Decisions. They define everyone, by the choices we make. I was ecstatic to move to Chicago. I fell in love with it shortly after falling in love with the boy. I decided to give up everything to be here, to be with him.
I’d be lying if I said it was easy. When is anything ever easy? Almost a month later, and I still have no job. It’s not for lack of trying. Living on hopes only lasts so long. I lie awake every night wondering if tomorrow is going to be the day that things change. If tomorrow is going to be the day I get the call. But tomorrow still has not come. It’s like groundhog’s day and I can’t stop it.
Things with the boy have been great fortunately. He’s my stability.

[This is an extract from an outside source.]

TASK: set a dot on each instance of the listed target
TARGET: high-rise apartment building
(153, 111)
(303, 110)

I question though how long he can take that sort of burden. That’s a great weight to bear, to be everything to someone. Integration with his friends hasn’t gone smoothly at all. Around them I seem to be invisible. As if I’m not even there, as if I don’t exist. My biggest fear is that it will put a strain on my relationship. No one can tolerate that kind of pressure for long. Eventually, sides will be staked and a choice will have to be made. I don’t want to be on the losing side. I would be losing so much more than they would. I would be losing everything.
I miss my family. I miss my friends. But I don’t think I could ever go back. Things wouldn’t be the same. I would feel like the ghost of myself, doing things out of routine instead of want. Instead I’ll wander these unfamiliar streets and try to keep my hopes up. Hope that tomorrow will be the day. Hope that love really is enough.